By Jennifer Lynch, Ph.D.
The vice-presidential debates ignited a firestorm of tweets, social media posts, op-eds, blogs, and memes. While the fly took center stage, Mike Pence’s condescending mansplaining interruptions was a close second. Around the nation, women were outraged at his behavior. The Vice President hit a chromosomal nerve that is always exposed, throbbing and tender from constant abuse.
Women are not new to what happened on the debate stage. Mike Pence’s freedom to break the rules, or at least re-interpret them for his benefit, solidified the collective female experience. At some point, all women have smiled, nodded, apologized, and asked politely for their fair shake only to be railroaded yet again. Throughout history women have painstakingly remained inside the lines and under the radar, trying to carve out a place for themselves, tiptoeing around the mine field of potential offenses in a world defined by powerful white men.

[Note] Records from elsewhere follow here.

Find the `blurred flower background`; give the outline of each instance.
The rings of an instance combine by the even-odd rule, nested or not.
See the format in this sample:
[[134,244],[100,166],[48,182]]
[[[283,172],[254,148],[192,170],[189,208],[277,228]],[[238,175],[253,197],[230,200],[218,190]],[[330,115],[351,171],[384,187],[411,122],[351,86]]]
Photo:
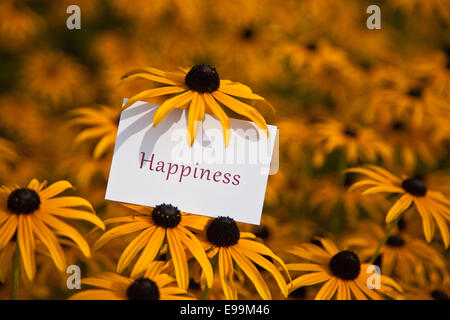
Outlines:
[[[66,27],[71,4],[81,9],[80,30]],[[381,30],[366,27],[371,4],[381,8]],[[324,240],[316,237],[352,250],[352,255],[339,257],[358,255],[360,261],[352,265],[357,268],[378,252],[375,263],[395,281],[383,278],[390,290],[395,288],[383,297],[448,299],[449,26],[448,0],[233,0],[220,5],[207,0],[2,0],[0,185],[65,179],[75,186],[72,193],[92,203],[102,220],[129,216],[129,208],[104,200],[109,166],[123,98],[154,84],[138,80],[118,86],[121,76],[148,66],[171,71],[208,64],[222,79],[242,82],[269,101],[275,114],[269,108],[259,110],[280,129],[280,171],[269,177],[262,224],[238,224],[241,234],[253,233],[253,240],[269,247],[276,259],[294,266],[299,257],[307,259],[308,252],[322,250]],[[406,211],[401,219],[386,224],[401,190],[349,190],[363,178],[345,170],[369,164],[403,177],[403,192],[421,198],[422,204],[402,208]],[[433,197],[423,197],[428,189]],[[438,205],[421,210],[429,198]],[[434,236],[435,223],[441,233]],[[91,246],[101,236],[92,225],[76,226]],[[387,229],[392,234],[380,250]],[[73,244],[62,247],[68,264],[80,265],[83,277],[96,277],[116,271],[132,239],[121,237],[90,257]],[[293,257],[292,248],[302,243],[308,244]],[[337,252],[325,249],[326,257]],[[66,287],[67,274],[56,268],[45,248],[37,243],[36,251],[36,276],[21,279],[20,298],[64,299],[74,294]],[[267,251],[270,259],[272,251]],[[4,299],[10,296],[13,252],[9,245],[0,248]],[[186,253],[192,258],[189,250]],[[164,249],[160,254],[168,255]],[[223,255],[224,261],[232,259]],[[170,257],[166,260],[164,272],[179,280]],[[326,279],[344,278],[321,288],[316,284],[320,281],[310,282],[313,286],[297,281],[289,287],[286,277],[288,298],[312,299],[318,292],[318,297],[332,298],[324,287],[337,290],[337,298],[362,298],[356,285],[347,285],[352,274],[337,272],[333,259],[328,261],[327,272],[334,277]],[[214,285],[205,290],[202,269],[195,259],[190,263],[192,268],[185,270],[190,274],[187,292],[197,298],[205,291],[211,299],[236,297],[234,291],[223,291],[236,287],[240,299],[270,296],[258,294],[267,290],[273,298],[282,298],[280,288],[287,290],[280,278],[271,277],[278,272],[273,265],[262,263],[260,276],[247,265],[244,271],[251,272],[246,278],[244,268],[235,270],[231,260],[229,266],[215,269]],[[308,268],[317,267],[297,265],[290,271],[317,271]],[[249,278],[256,289],[246,284]],[[294,278],[297,274],[292,273]],[[232,286],[224,285],[227,281]],[[266,282],[268,288],[258,289]]]

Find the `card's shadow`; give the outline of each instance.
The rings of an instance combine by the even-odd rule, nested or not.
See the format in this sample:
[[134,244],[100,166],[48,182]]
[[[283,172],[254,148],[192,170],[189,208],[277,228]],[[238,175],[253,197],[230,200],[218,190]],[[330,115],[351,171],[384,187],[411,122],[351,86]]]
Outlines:
[[[164,119],[155,128],[153,128],[153,116],[155,115],[158,107],[158,105],[146,103],[137,107],[128,108],[122,112],[120,116],[121,120],[125,120],[137,115],[141,116],[128,127],[126,127],[125,130],[120,132],[120,134],[117,136],[115,152],[117,152],[117,150],[119,150],[120,147],[130,137],[145,129],[147,129],[147,132],[145,133],[142,145],[145,144],[145,147],[148,148],[148,151],[153,151],[153,148],[159,137],[167,130],[169,130],[174,122],[179,120],[179,118],[175,119],[174,121],[167,121],[166,119]],[[142,145],[141,149],[143,147]]]
[[[154,112],[153,112],[154,113]],[[156,127],[148,127],[142,139],[140,152],[152,154],[161,135],[165,134],[170,128],[177,123],[183,115],[183,110],[175,109],[171,111],[170,120],[162,120]],[[153,115],[152,115],[153,119]],[[140,156],[140,155],[139,155]]]

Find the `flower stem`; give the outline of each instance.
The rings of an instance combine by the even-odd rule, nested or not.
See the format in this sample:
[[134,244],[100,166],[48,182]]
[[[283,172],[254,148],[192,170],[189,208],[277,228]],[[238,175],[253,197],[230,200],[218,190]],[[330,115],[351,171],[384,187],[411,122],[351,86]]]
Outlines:
[[13,266],[13,284],[11,290],[11,300],[19,299],[19,281],[20,281],[20,249],[17,244],[16,252],[14,253]]
[[[219,259],[219,253],[217,253],[211,260],[211,267],[213,269],[213,274],[214,274],[214,270],[216,269],[216,264],[217,264],[217,260]],[[203,294],[202,294],[202,300],[208,300],[208,296],[209,296],[209,290],[211,288],[208,287],[208,285],[206,285],[205,290],[203,290]]]
[[386,241],[391,236],[392,230],[394,230],[395,226],[397,225],[397,223],[401,219],[401,217],[402,217],[402,215],[399,215],[398,218],[395,219],[394,221],[392,221],[392,223],[387,228],[383,239],[381,239],[380,243],[378,244],[377,250],[375,250],[375,253],[373,254],[372,258],[369,261],[370,264],[373,264],[375,262],[375,260],[377,259],[378,255],[380,254],[381,248],[386,244]]

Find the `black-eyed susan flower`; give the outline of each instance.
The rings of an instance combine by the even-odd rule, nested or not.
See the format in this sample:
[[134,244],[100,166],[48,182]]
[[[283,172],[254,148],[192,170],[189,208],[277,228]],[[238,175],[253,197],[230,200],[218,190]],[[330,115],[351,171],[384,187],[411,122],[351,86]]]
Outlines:
[[289,271],[307,272],[292,280],[290,292],[303,286],[324,283],[315,296],[316,300],[330,300],[334,296],[337,300],[380,300],[398,295],[402,290],[394,280],[383,274],[379,275],[381,287],[370,289],[368,280],[371,273],[367,273],[370,264],[361,264],[353,251],[340,251],[329,239],[319,240],[321,246],[304,243],[289,250],[308,260],[306,263],[287,264]]
[[74,143],[98,139],[93,152],[95,159],[113,149],[120,109],[101,105],[98,108],[78,108],[73,110],[72,114],[74,118],[71,119],[71,124],[84,127],[75,137]]
[[95,243],[94,249],[102,247],[110,240],[130,233],[140,231],[123,251],[117,263],[117,272],[122,273],[141,252],[135,262],[131,277],[145,271],[147,266],[155,260],[165,243],[175,269],[175,277],[180,288],[189,286],[189,268],[186,250],[201,265],[205,272],[208,286],[212,285],[213,271],[206,253],[191,230],[201,231],[209,218],[180,212],[170,204],[161,204],[155,208],[127,205],[137,214],[105,220],[105,224],[120,223],[103,234]]
[[312,130],[312,140],[316,146],[313,155],[316,167],[322,166],[326,155],[335,149],[341,150],[350,164],[375,162],[378,157],[388,160],[392,153],[389,145],[372,129],[334,119],[317,124]]
[[139,278],[124,277],[105,272],[97,277],[85,278],[82,284],[97,287],[81,291],[71,300],[191,300],[185,289],[172,285],[175,279],[169,276],[163,262],[149,264]]
[[158,125],[172,110],[185,108],[189,104],[188,142],[190,145],[194,143],[197,133],[195,122],[202,121],[205,112],[210,112],[219,119],[223,128],[225,145],[228,145],[230,120],[220,104],[249,118],[259,128],[264,130],[267,135],[269,134],[266,120],[259,111],[237,98],[263,102],[265,102],[265,99],[254,94],[246,85],[230,80],[221,80],[216,68],[209,65],[198,64],[190,70],[179,68],[175,72],[162,71],[156,68],[143,68],[126,73],[122,79],[123,81],[147,79],[164,85],[144,90],[134,95],[123,108],[127,108],[139,100],[175,95],[165,100],[158,107],[153,116],[153,126]]
[[348,172],[360,173],[366,178],[353,184],[350,189],[364,189],[363,195],[377,193],[398,194],[395,202],[386,215],[386,223],[392,223],[411,205],[422,217],[425,238],[430,242],[435,233],[435,223],[441,232],[445,247],[450,245],[450,234],[447,222],[450,221],[450,200],[441,192],[428,190],[425,182],[418,177],[399,178],[389,171],[377,167],[351,168]]
[[17,241],[23,269],[29,279],[33,279],[36,273],[36,237],[48,249],[60,271],[65,270],[66,260],[57,236],[71,239],[84,255],[90,255],[83,236],[58,218],[85,220],[105,228],[100,218],[91,212],[93,208],[87,200],[72,196],[56,197],[72,188],[68,181],[58,181],[47,188],[46,184],[46,181],[33,179],[26,188],[0,188],[0,249],[11,241]]
[[[368,261],[384,237],[384,230],[377,224],[361,222],[357,231],[344,240],[344,244],[358,253],[362,261]],[[424,284],[428,276],[447,272],[444,257],[421,239],[406,233],[391,234],[379,250],[376,262],[384,275],[401,279],[406,283]]]
[[279,269],[266,257],[278,262],[287,272],[286,266],[268,247],[254,240],[252,233],[240,232],[236,222],[229,217],[211,220],[202,235],[202,242],[208,257],[215,260],[223,293],[228,300],[236,300],[235,265],[253,283],[258,294],[265,300],[271,299],[270,290],[255,264],[267,270],[276,280],[282,294],[287,297],[286,281]]

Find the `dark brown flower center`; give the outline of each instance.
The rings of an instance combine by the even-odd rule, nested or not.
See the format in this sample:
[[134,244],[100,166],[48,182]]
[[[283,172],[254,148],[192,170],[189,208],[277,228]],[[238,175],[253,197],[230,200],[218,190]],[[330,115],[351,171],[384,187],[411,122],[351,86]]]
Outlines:
[[163,203],[153,209],[152,219],[160,227],[175,228],[181,221],[181,213],[177,207]]
[[129,300],[158,300],[159,288],[155,281],[139,278],[128,287],[127,297]]
[[341,251],[330,260],[330,270],[342,280],[355,280],[361,271],[358,256],[349,250]]
[[269,230],[268,226],[263,224],[263,225],[260,225],[259,227],[257,227],[256,230],[253,232],[253,234],[255,236],[257,236],[258,238],[267,240],[270,237],[270,230]]
[[241,31],[241,37],[244,40],[251,40],[255,37],[255,30],[252,27],[244,28]]
[[220,78],[216,68],[206,64],[197,64],[186,74],[184,82],[193,91],[199,93],[214,92],[219,89]]
[[396,121],[392,124],[392,129],[394,131],[405,131],[406,125],[404,122]]
[[441,290],[433,290],[430,293],[430,296],[434,299],[434,300],[450,300],[449,296],[441,291]]
[[14,214],[29,214],[39,209],[41,199],[36,191],[28,188],[17,189],[8,197],[8,210]]
[[308,49],[309,51],[316,51],[317,44],[314,42],[311,42],[311,43],[308,43],[305,48]]
[[402,182],[402,188],[409,194],[416,197],[423,197],[427,194],[427,187],[423,180],[419,178],[409,178]]
[[344,129],[344,134],[350,138],[356,138],[356,136],[358,135],[356,130],[354,128],[350,128],[350,127],[347,127]]
[[408,96],[410,96],[411,98],[419,99],[419,98],[422,97],[422,94],[423,94],[423,88],[422,87],[414,87],[414,88],[411,88],[408,91]]
[[239,228],[230,217],[218,217],[212,220],[206,228],[206,237],[216,247],[230,247],[238,243]]
[[390,236],[387,239],[386,244],[389,247],[403,247],[405,245],[405,240],[399,236]]

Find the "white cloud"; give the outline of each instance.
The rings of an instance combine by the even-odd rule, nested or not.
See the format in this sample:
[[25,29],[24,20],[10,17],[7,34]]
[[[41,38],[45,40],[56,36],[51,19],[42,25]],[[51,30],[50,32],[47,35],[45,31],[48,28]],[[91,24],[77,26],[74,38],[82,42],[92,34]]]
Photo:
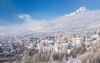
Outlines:
[[[96,17],[95,17],[96,16]],[[72,32],[72,29],[75,31],[83,31],[81,28],[84,26],[94,26],[97,23],[100,23],[100,11],[88,11],[85,13],[79,13],[74,16],[64,15],[58,18],[55,18],[52,21],[48,20],[34,20],[28,14],[19,14],[18,17],[24,21],[21,25],[14,25],[3,27],[0,26],[0,33],[7,32],[23,32],[23,31],[33,31],[33,32],[49,32],[49,31],[62,31],[63,32]],[[95,24],[94,24],[95,23]],[[92,26],[91,26],[92,25]],[[89,28],[90,28],[89,27]],[[81,29],[78,29],[81,28]]]

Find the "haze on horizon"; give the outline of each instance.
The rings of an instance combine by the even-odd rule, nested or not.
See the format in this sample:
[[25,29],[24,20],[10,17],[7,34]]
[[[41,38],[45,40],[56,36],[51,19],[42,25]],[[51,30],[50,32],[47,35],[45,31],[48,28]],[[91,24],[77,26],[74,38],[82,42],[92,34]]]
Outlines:
[[90,10],[99,10],[100,1],[0,0],[0,32],[44,31],[45,27],[60,26],[61,23],[57,19],[76,11],[81,6]]

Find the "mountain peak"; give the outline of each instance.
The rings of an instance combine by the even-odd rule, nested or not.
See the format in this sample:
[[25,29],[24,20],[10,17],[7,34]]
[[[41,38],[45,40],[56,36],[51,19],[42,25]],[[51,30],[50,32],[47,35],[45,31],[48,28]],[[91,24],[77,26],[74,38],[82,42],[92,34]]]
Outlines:
[[80,13],[85,13],[86,11],[88,11],[89,9],[86,9],[85,7],[80,7],[78,10],[76,10],[75,12],[70,13],[67,16],[74,16]]

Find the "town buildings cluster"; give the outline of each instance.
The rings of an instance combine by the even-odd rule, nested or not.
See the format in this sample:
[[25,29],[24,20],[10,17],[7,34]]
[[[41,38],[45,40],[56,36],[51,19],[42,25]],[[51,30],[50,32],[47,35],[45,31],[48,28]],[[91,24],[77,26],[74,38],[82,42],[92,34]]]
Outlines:
[[[6,54],[8,53],[14,52],[15,55],[24,54],[24,51],[26,50],[31,51],[32,49],[35,49],[41,54],[66,53],[66,58],[69,58],[72,55],[73,58],[76,59],[79,54],[92,50],[92,45],[98,42],[100,42],[99,32],[83,36],[80,36],[79,34],[65,34],[39,38],[28,36],[0,36],[0,58],[6,58]],[[75,53],[75,51],[79,54]],[[0,61],[3,61],[3,59]]]

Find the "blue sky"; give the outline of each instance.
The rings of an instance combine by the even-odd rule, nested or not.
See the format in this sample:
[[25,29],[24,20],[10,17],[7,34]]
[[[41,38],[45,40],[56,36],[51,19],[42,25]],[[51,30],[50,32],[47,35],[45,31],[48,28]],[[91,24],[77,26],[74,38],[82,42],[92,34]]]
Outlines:
[[0,25],[22,24],[19,14],[29,14],[33,19],[51,20],[71,13],[81,6],[100,9],[100,0],[0,0]]

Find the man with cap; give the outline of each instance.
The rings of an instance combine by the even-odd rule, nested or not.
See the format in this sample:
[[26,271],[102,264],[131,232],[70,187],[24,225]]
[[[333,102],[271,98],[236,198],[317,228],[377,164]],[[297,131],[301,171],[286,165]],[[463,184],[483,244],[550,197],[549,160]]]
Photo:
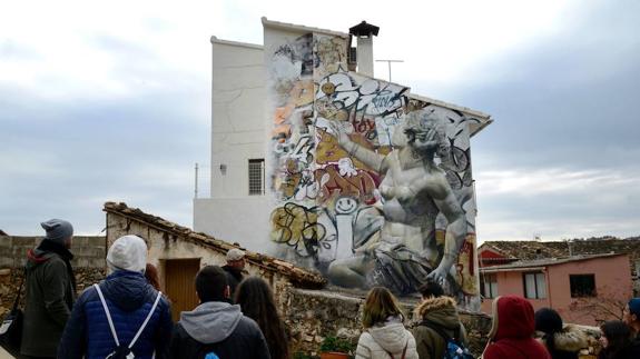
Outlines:
[[111,245],[107,252],[109,276],[78,298],[58,358],[107,358],[115,351],[128,352],[128,347],[135,358],[167,358],[170,307],[147,282],[146,265],[147,245],[140,237],[124,236]]
[[631,300],[629,300],[624,307],[622,317],[627,326],[633,331],[636,341],[640,343],[640,298],[631,298]]
[[260,327],[230,305],[229,276],[218,266],[206,266],[196,275],[200,305],[183,311],[176,323],[170,358],[269,359]]
[[236,292],[236,287],[243,281],[245,275],[245,252],[238,248],[233,248],[227,252],[227,265],[223,266],[227,273],[227,282],[232,290],[230,301],[233,302]]
[[40,223],[46,236],[27,253],[24,267],[24,321],[20,353],[55,358],[60,336],[76,298],[76,277],[69,251],[73,226],[51,219]]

Women brave enough to enter the arena will not escape unscathed; men desperate to hold on to power will deploy arsenals of tactics often invisible yet so closely tied to national, racial, religious, and gender identities that the B-21 bomber looks clumsy in comparison. As women, we understand that our legitimacy is constantly at risk. A savvy attack draws upon mythical female identities of temptress, deceiver, child bearer, and servant. These identities have been written, taught, and codified in mythology, history books, fairytales, laws, and policies; our collective familiarity with this narrative provides truth to the attack. It is therefore not surprising that collectively women often find themselves willing co-conspirators in these attacks, working against their own best interest. These attacks pair the subtle with the legitimate to ensure a direct hit. Women are often left with a feeling, but little concrete evidence.
As it turns out, Mike Pence is neither invisible nor subtle. His performance this week was clunky and disingenuous and recklessly on display for millions of viewers. His attempted use of the pity face, condescending tone, and over-speak was sophomoric. During his performance, he implied that Kamala Harris, a highly qualified United States Senator and former Attorney General of California, was a crazy, uninformed, unqualified liar. His boss summarized the approach a few days later: she was quite simply, a monster. His use of tired and dated barbs fell flat on men and inflamed women. He doubled down on his approach by interpreting Senator Harris’ feelings for her, undermining her expertise, distorting her words to his advantage and then intentionally preventing her from rebuttal. His final punch was a flaccid attempt at excising Senator Harris from her femininity by insinuating she did not value prenatal life and suburban values. His performance put into concrete terms what has been so elusive for most women to define and describe. The Vice President put it all front and center.
As a woman, I would like to thank Mr. Pence for his anemic performance at the vice presidential debate. He pulled back the curtain and ignited a national conversation. Instead of diminishing women, he created a collective movement empowering them. Kamala Harris’ performance at the debate demonstrated that women are deliberate, controlled, measured, and knowledgeable. While it is disappointing that a woman running for vice-president still has to smile and ask politely for an opportunity to speak, my hope is that this will serve as a pivotal moment that elevates us all. As the Notorious RBG once said, “All I ask of our brethren is that they take their feet off our necks.”